Patterns of Collaboration among Health Care and Social Services Providers in Communities with Lower Health Care Utilization and Costs.

Health Serv Res 2018 08 19;53 Suppl 1:2892-2909. Epub 2017 Sep 19.

Vassar College, Poughkeepsie, NY.

Objective: To understand how health care providers and social services providers coordinate their work in communities that achieve relatively low health care utilization and costs for older adults.

Study Setting: Sixteen Hospital Service Areas (HSAs) in the United States.

Study Design: We conducted a qualitative study of HSAs with performance in the top or bottom quartiles nationally across three key outcomes: ambulatory care sensitive hospitalizations, all-cause risk-standardized readmission rates, and average reimbursements per Medicare beneficiary. We selected 10 higher performing HSAs and six lower performing HSAs for inclusion in the study.

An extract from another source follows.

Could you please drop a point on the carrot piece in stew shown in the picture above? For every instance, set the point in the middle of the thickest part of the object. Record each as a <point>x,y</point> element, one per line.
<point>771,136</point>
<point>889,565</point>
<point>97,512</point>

Data Collection: To understand patterns of collaboration in each community, we conducted site visits and in-depth interviews with a total of 245 representatives of health care organizations, social service agencies, and local government bodies.

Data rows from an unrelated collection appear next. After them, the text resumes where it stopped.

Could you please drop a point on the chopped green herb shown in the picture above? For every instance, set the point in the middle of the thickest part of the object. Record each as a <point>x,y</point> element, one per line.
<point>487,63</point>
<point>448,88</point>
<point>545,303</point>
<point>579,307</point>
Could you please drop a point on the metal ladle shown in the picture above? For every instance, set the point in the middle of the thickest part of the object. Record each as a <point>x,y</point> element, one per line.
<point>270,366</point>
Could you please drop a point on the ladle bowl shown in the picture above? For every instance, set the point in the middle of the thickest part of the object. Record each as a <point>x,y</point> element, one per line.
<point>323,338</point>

Principal Findings: Organizations in higher performing communities regularly worked together to identify challenges faced by older adults in their areas and responded through collective action-in some cases, through relatively unstructured coalitions, and in other cases, through more hierarchical configurations. Further, hospitals in higher performing communities routinely matched patients with needed social services.

Conclusions: The collaborative approaches used by higher performing communities, if spread, may be able to improve outcomes elsewhere.